Ground state is Gaussian: psi_0(x) ~ exp(-x^T Omega x / 2), Omega =
sqrt(K). Metric (quantum geometric tensor, real part), exact for
Gaussian states:
  G_ef = (1/8) Tr[ Omega^-1 (d_e Omega) Omega^-1 (d_f Omega) ]
with d_e Omega the Frechet derivative of sqrt(K) (Daleckii-Krein divided
differences of sqrt on the eigenbasis — same machinery as n45, applied
to the state instead of the energy). Cost functional: C(dk) =
(1/2) dk^T G dk (a metric has no linear term: dk=0 is its minimum).

## Pipeline and validity gates
- S0 (metric check): G must match central finite differences of the
  EXACT Gaussian overlap |<psi(0)|psi(dk)>| = det(O1)^{1/4} det(O2)^{1/4}
  / det((O1+O2)/2)^{1/2} via -d^2 ln|<.|.>| /d eps^2: rel. error < 1e-5
  on full columns, normalized by max|G| (the n45 lesson: validate
  against the right reference at the right noise floor).
- S1 (structure, characterization): locality of G — diagonal, nn, decay;
  comparison to the declared elastic (alpha=beta=1) and to n45's chi.
- S2 (kernel): eigen-spectrum of G restricted to the feasible direction
  (staggered mode s): s^T G s reported. G is PSD; the one loophole is
  s^T G s = 0 (metric blind to the Gauss sector). If s^T G s < 1e-10 x
  max|G|: the information metric cannot price the drainage either —
  reported as its own result, distinct from repulsion.
- Zero-mode note: Omega has eigenvalue mu = 1e-3 on the uniform mode;
  Omega^-1 is finite. The uniform mode does not couple to edge
  perturbations (verified in S0, not assumed).

## Pre-registered measurement (1D, decisive for SIGN)
Opposite-parity pairs at d = 11,21,31,41,51,61,71,81 (n45's set).
Drainage: minimize C(dk) under the sum rule — on the ring the feasible
set is dk_p + t s, so t* = -(s^T G dk_p)/(s^T G s), closed form.
V(d) = C(dk*(d)); reference g(d) = d(N-d)/(2N).
- PRIMARY — SIGN: slope b of V ~ a + b g(d).
  b > 0: attraction. b < 0: HEADSTONE 20 (death clause, no amnesty).
- SECONDARY — FORM: fracRMS of the Green fit, reported (1D cannot
  discriminate form; MDE as in n45: best screened competitor 0.69%).
- Consistency: V(d) must scale as F^2 (ratio 4.00 +- 0.05 between
  F=0.3 and F=0.15) — the metric is exactly quadratic, so any deviation
  flags an implementation error, not physics.

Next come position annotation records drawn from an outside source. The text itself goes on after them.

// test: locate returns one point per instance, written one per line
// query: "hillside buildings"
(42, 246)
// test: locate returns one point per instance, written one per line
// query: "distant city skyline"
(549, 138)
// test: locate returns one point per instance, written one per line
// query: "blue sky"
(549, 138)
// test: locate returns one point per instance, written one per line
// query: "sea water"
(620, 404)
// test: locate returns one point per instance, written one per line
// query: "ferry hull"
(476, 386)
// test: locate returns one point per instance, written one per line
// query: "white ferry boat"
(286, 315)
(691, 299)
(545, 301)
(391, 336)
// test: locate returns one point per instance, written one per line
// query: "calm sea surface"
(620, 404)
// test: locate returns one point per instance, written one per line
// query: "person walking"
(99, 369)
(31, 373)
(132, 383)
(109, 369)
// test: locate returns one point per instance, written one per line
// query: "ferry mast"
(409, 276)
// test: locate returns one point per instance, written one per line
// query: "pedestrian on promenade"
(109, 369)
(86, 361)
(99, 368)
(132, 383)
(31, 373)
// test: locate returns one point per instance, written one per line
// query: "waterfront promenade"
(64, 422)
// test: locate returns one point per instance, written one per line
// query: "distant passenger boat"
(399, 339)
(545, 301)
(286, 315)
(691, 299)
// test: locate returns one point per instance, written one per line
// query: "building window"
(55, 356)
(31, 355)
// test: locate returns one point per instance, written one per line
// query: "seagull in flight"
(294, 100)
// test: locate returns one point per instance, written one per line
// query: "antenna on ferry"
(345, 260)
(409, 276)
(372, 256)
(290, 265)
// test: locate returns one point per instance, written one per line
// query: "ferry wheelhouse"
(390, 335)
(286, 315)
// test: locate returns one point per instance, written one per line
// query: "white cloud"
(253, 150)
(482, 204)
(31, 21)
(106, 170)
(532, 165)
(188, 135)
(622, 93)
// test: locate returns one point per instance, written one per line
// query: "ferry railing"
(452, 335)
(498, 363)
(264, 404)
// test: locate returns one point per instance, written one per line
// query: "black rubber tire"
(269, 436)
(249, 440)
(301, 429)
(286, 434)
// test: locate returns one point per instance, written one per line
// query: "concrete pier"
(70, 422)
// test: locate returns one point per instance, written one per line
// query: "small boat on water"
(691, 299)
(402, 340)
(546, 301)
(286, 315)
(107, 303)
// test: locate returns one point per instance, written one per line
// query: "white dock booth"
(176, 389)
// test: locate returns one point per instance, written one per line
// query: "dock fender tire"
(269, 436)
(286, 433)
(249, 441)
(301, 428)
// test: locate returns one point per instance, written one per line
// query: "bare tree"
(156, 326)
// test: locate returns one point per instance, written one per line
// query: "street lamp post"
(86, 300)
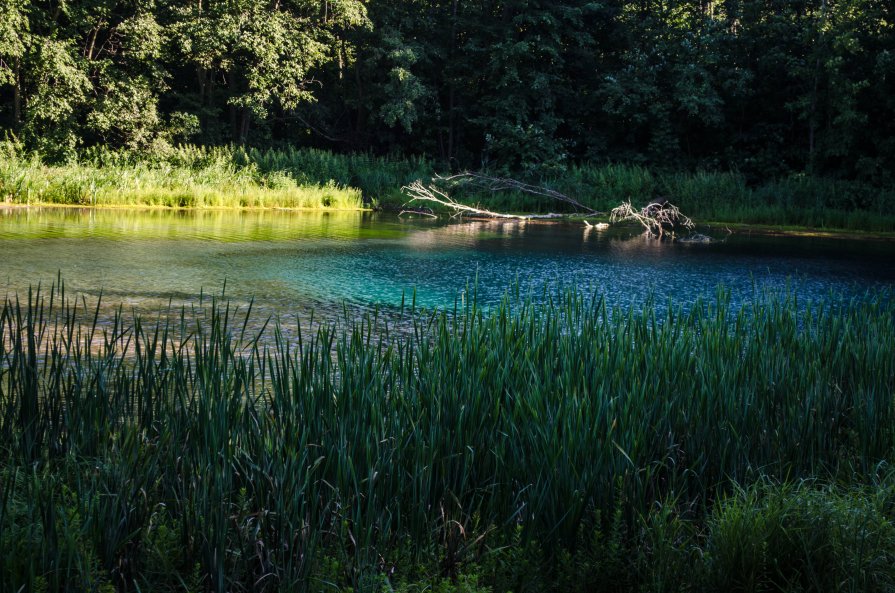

## Conditional 2D stage (runs ONLY if 1D gives b > 0)
L=24 torus, the n45 vec set, cost (1/2) dk^T G dk with G via
Hessian-vector products or dense (2L^2=1152 edges: dense G is 1152^2 —
feasible directly). Gates: FORM fracRMS < 0.5% vs exact torus Green
(MDE: best screened 1.58%, linear-d 12.6%); SIGN b > 0. Failure of
either after a 1D pass: death — no dimensional amnesty.

## Declared limitations (before the run)
- The metric prices the leading-order state displacement; higher-order
  corrections are not probed (the cost functional is exactly quadratic
  by definition here, unlike n45's Egs).
- One N, one L, one mu; the toy answers the toy's question: does the
  vacuum's information geometry make like consumers attract?
- G is a REAL metric here (real symmetric K, real ground state): the
  Berry-curvature part of the geometric tensor vanishes identically.